Last updated: 1 Sep 2023

search-api: Adding new fields to a document type

The schema

config/schema contains a bunch of JSON files that together define a schema for documents in Search API. This is described in more detail in the README.

First you need to decide which field type to use. field_types.json defines common elasticsearch configuration that we reuse for multiple fields having the same type.

The type you use affects whether the field is analysed by elasticsearch and whether you can use it in [filters][] and aggregates.

Add your new field to field_definitions.json.

If your field should be valid for any kind of document, you can add it to base_elasticsearch_type.json. Otherwise, add it to the appropriate JSON file under elasticsearch_types.

Integration testing

The easiest way to test the new fields is to write an integration test for it. These tests run against a development Elasticsearch cluster, and create new search indices each test run.

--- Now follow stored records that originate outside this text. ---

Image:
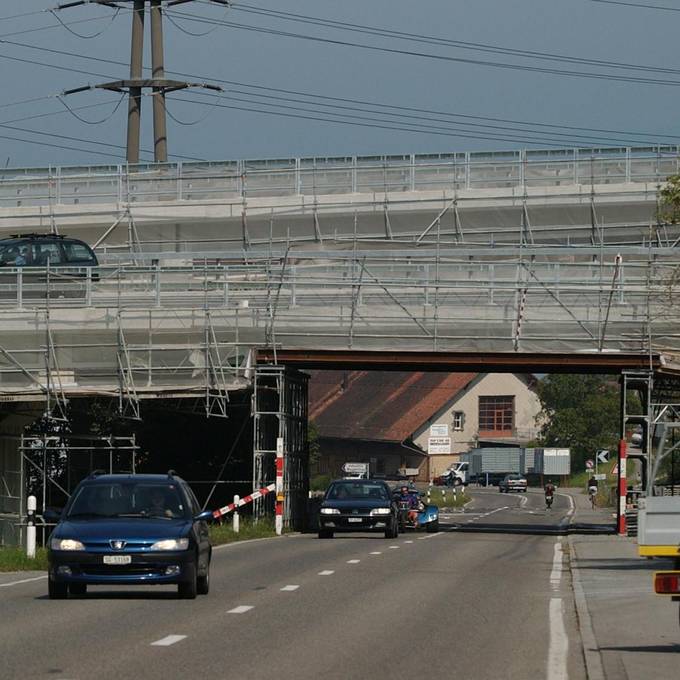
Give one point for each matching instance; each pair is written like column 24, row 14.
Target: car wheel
column 57, row 591
column 203, row 582
column 432, row 527
column 188, row 589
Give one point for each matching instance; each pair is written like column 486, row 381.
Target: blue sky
column 590, row 29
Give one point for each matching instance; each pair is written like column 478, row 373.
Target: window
column 44, row 251
column 78, row 252
column 496, row 414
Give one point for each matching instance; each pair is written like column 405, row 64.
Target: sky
column 409, row 81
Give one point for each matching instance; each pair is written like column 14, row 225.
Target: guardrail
column 220, row 180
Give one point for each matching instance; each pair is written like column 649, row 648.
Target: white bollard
column 236, row 520
column 31, row 505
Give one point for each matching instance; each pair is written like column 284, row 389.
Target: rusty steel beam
column 485, row 362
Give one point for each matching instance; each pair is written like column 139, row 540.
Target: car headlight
column 66, row 544
column 171, row 544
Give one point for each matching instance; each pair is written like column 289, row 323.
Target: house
column 396, row 419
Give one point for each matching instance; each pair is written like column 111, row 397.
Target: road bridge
column 535, row 261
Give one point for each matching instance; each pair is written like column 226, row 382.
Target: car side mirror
column 52, row 514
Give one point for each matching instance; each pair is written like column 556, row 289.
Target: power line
column 423, row 125
column 25, row 14
column 381, row 124
column 80, row 35
column 414, row 110
column 439, row 57
column 638, row 4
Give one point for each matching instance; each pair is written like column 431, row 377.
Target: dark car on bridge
column 24, row 259
column 358, row 505
column 130, row 530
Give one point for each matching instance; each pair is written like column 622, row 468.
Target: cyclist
column 549, row 494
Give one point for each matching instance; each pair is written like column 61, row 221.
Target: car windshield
column 10, row 253
column 128, row 499
column 352, row 490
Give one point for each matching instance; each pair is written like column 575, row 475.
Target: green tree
column 669, row 201
column 579, row 412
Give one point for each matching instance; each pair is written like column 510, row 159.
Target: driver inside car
column 413, row 503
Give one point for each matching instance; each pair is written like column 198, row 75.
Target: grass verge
column 14, row 559
column 223, row 533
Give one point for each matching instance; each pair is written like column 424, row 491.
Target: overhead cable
column 440, row 57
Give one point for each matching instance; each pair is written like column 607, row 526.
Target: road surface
column 461, row 603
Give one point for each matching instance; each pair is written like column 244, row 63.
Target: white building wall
column 527, row 407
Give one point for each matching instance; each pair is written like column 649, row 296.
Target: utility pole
column 134, row 87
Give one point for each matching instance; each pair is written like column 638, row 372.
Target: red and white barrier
column 279, row 487
column 621, row 512
column 243, row 501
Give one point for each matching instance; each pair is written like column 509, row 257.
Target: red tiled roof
column 379, row 405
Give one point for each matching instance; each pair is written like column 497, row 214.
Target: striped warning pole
column 220, row 512
column 621, row 510
column 279, row 486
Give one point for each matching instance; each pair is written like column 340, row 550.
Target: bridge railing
column 240, row 180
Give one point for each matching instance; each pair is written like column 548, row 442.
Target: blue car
column 130, row 530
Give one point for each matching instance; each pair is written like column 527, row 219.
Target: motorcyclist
column 407, row 496
column 549, row 493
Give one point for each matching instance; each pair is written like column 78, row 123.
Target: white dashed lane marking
column 23, row 580
column 168, row 640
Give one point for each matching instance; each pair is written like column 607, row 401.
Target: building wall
column 383, row 457
column 527, row 407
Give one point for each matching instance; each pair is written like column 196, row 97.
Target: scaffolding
column 280, row 413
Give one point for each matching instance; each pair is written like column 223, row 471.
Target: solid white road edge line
column 559, row 643
column 556, row 573
column 24, row 580
column 167, row 641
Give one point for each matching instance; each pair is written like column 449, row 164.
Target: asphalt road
column 462, row 604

Transformation during indexing

Some fields get transformed by Search API before they are stored in Elasticsearch. This is handled by the DocumentPreparer class.

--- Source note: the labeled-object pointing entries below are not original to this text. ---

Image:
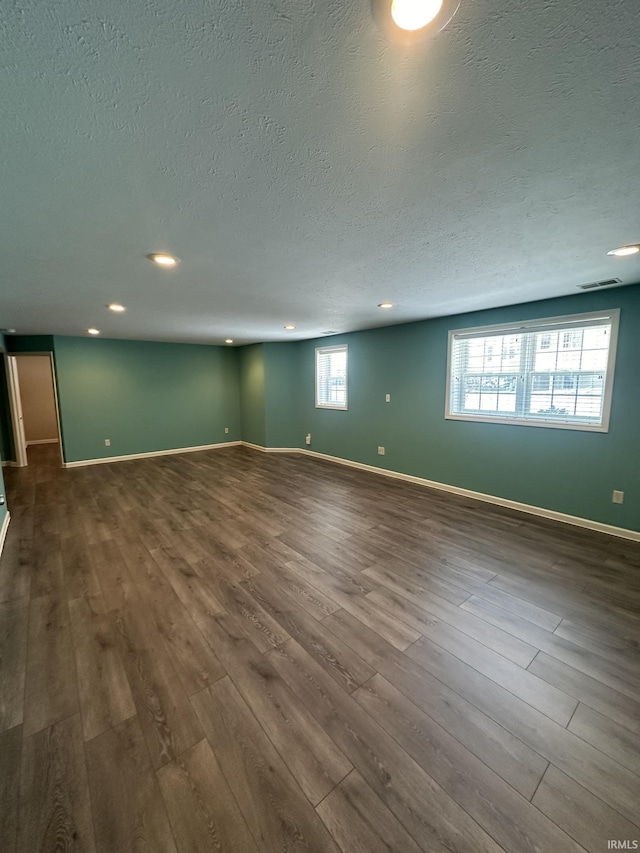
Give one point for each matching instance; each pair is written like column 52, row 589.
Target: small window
column 331, row 377
column 553, row 372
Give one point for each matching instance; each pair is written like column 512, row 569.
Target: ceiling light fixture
column 414, row 14
column 162, row 259
column 624, row 251
column 413, row 20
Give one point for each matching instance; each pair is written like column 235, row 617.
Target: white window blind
column 331, row 377
column 553, row 372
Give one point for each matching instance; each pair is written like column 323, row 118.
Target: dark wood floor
column 234, row 651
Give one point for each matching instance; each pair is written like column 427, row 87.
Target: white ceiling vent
column 606, row 283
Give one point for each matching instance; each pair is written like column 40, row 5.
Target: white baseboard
column 3, row 532
column 105, row 459
column 574, row 520
column 270, row 449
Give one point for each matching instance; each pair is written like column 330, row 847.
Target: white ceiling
column 304, row 168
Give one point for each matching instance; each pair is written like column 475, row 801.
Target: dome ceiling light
column 413, row 20
column 625, row 251
column 163, row 259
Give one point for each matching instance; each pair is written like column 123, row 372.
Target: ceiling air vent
column 607, row 283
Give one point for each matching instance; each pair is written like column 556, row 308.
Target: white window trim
column 541, row 325
column 338, row 348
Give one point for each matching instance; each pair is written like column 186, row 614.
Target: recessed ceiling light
column 162, row 259
column 408, row 21
column 414, row 14
column 623, row 251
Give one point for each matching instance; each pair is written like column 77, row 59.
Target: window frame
column 321, row 351
column 540, row 325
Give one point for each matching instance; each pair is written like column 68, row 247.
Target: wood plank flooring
column 236, row 652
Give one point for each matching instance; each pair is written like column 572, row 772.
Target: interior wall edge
column 3, row 531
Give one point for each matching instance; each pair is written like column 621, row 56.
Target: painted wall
column 252, row 394
column 37, row 398
column 143, row 396
column 6, row 430
column 564, row 470
column 282, row 415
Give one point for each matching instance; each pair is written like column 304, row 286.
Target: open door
column 16, row 411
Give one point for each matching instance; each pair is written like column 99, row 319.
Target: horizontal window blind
column 331, row 377
column 556, row 371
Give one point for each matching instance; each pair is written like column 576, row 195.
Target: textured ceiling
column 305, row 168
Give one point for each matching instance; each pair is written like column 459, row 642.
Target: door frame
column 15, row 401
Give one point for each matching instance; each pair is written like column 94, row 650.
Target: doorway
column 33, row 402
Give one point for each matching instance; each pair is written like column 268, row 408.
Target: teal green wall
column 153, row 396
column 5, row 432
column 144, row 396
column 6, row 443
column 282, row 416
column 564, row 470
column 252, row 394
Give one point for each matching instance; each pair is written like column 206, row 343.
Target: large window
column 331, row 377
column 556, row 372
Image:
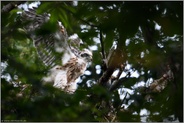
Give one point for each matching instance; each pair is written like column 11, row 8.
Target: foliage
column 133, row 27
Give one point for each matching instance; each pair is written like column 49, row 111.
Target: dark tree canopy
column 133, row 43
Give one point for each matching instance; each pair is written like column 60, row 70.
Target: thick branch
column 106, row 76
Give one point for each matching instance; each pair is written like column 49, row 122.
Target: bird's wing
column 52, row 47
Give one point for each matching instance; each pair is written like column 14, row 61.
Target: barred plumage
column 58, row 51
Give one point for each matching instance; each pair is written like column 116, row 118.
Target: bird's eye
column 84, row 55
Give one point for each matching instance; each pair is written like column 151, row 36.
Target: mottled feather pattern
column 60, row 53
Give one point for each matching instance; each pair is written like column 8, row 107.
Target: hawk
column 58, row 51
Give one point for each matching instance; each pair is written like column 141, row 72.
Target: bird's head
column 86, row 55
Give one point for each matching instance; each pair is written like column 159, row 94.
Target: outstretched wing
column 52, row 47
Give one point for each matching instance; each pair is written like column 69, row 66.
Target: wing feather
column 50, row 47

Some fields get expanded by Search API when they are presented in search results. For example, specialist_sector links get expanded by looking up the corresponding documents from the search index and extracting title, content id, and link fields. This is handled by Search::BaseRegistry.

Updating Search API schema indexes on all environments

Caution: Do not run this rake task in production during working hours except in an emergency. Content published while the task is running will not be available in search results until the task completes. The impact of this can be reduced if you run the task out of peak publishing hours.

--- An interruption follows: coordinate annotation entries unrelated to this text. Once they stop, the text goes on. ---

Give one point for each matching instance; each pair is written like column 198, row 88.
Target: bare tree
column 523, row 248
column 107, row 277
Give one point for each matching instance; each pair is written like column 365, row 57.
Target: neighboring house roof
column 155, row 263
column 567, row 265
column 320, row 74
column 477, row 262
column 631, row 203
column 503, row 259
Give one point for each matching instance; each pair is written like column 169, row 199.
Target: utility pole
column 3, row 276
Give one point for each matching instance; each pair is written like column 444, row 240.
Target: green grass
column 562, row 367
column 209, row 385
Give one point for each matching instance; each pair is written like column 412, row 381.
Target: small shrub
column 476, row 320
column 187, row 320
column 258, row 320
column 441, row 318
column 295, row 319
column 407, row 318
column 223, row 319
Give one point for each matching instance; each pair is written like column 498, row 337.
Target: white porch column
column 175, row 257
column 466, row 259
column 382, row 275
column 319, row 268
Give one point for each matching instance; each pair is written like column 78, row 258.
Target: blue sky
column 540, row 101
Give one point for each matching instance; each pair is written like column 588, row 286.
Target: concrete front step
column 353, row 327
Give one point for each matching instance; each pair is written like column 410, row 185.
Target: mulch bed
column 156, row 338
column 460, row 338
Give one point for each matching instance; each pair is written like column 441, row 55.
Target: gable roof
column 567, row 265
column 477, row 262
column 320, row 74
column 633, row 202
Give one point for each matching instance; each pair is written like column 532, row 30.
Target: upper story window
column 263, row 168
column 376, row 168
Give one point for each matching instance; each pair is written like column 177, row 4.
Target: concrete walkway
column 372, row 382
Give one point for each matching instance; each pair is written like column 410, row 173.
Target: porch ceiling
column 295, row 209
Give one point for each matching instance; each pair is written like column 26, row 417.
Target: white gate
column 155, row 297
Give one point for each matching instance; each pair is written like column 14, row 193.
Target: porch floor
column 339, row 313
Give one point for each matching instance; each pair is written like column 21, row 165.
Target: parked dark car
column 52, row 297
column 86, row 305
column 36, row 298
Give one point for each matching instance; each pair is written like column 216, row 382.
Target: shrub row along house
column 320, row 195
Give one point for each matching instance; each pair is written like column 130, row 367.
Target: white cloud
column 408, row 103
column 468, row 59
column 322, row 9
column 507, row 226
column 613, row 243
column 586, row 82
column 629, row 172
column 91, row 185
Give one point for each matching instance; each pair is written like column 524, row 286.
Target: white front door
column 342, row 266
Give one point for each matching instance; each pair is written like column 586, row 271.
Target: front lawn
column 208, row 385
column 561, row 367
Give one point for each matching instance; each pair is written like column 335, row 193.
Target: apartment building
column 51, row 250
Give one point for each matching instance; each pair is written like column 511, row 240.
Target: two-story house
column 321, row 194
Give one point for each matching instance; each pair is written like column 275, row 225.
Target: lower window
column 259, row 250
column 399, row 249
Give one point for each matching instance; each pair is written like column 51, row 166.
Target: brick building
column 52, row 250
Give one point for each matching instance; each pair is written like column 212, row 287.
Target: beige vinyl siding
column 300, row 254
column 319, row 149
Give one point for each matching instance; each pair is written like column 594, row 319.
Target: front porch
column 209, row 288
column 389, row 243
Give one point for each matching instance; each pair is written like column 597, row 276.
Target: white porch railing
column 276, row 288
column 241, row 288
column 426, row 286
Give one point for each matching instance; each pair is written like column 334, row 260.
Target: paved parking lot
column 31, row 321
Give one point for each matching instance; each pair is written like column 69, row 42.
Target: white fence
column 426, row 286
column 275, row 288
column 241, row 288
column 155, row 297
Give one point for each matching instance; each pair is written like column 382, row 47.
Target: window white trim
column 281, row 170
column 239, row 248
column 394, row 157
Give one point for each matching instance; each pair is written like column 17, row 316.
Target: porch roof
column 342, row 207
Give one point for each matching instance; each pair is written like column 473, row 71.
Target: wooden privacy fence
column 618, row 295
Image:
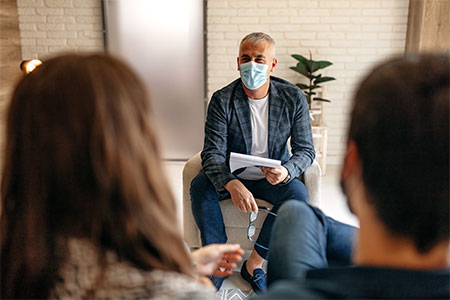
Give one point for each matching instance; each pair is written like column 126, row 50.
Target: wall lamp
column 27, row 66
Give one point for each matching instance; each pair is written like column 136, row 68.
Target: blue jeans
column 208, row 215
column 304, row 238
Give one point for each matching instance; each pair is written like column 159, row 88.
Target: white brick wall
column 353, row 34
column 50, row 26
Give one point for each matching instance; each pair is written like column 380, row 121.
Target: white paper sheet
column 238, row 160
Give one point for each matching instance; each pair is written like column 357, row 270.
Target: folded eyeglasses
column 251, row 230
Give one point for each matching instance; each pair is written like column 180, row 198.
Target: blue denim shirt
column 228, row 129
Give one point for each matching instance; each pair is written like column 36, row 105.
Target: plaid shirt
column 228, row 129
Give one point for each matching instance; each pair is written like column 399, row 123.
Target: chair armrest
column 313, row 181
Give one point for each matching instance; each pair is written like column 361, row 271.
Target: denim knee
column 202, row 188
column 297, row 210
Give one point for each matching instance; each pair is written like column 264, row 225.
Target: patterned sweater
column 79, row 279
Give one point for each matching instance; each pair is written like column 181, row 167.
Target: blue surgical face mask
column 253, row 75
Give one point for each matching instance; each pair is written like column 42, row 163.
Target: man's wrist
column 287, row 178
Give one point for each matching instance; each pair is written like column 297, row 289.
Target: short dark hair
column 400, row 124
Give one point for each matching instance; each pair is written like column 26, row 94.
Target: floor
column 333, row 203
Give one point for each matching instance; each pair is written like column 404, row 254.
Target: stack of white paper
column 238, row 160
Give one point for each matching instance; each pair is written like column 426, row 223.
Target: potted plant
column 308, row 68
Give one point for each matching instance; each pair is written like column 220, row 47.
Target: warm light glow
column 28, row 66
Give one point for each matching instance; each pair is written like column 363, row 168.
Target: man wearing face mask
column 395, row 176
column 255, row 114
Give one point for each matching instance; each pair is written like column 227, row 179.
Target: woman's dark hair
column 400, row 124
column 81, row 160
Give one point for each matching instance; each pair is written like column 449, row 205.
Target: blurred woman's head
column 81, row 160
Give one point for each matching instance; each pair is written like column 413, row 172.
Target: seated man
column 256, row 115
column 396, row 179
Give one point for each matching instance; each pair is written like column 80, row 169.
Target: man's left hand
column 275, row 176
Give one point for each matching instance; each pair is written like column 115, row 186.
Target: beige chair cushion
column 236, row 222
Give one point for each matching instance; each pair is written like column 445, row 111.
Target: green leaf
column 299, row 57
column 321, row 99
column 302, row 86
column 300, row 68
column 323, row 64
column 314, row 66
column 324, row 79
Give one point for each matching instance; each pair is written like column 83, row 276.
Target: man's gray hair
column 257, row 37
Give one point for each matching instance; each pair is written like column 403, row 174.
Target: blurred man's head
column 400, row 131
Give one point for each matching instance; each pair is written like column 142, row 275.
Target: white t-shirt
column 259, row 115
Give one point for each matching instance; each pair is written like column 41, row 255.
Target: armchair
column 236, row 222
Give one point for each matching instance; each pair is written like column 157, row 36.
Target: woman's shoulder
column 82, row 277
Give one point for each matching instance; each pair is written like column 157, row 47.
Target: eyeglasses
column 252, row 228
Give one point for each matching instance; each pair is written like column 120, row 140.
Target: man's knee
column 297, row 190
column 201, row 187
column 296, row 211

In order for the new field to work as expected, you will need to run a Jenkins job on all environments. The job is "Search reindex with new schema" (Link to integration version of task), and will run the search:migrate_schema rake task. It can take over 2 hours to complete.

This job will block other rake tasks from being run for 15 minutes to an hour.

Read more about re-indexing the elasticsearch indexes here.

If you consider the change low risk and are only adding new fields for which content doesn't yet exist, you can run the search:update_schema task. This task will attempt to update the Elasticsearch index schema in place without requiring a re-index. If you have made any changes which affect existing fields, Elasticsearch will reject the change and a full re-index will be required.

Troubleshooting

The new field doesn't show up

For the new elasticsearch configuration to take effect, you need to manually rebuild the search indexes.

In the past, this was done automatically every night by the search_fetch_analytics jenkins job, but this automation was reverted. You must run this manually.

If you prefer running a rake task rather than a pre-written Jenkins job, you can run SEARCH_INDEX=all search:migrate_schema.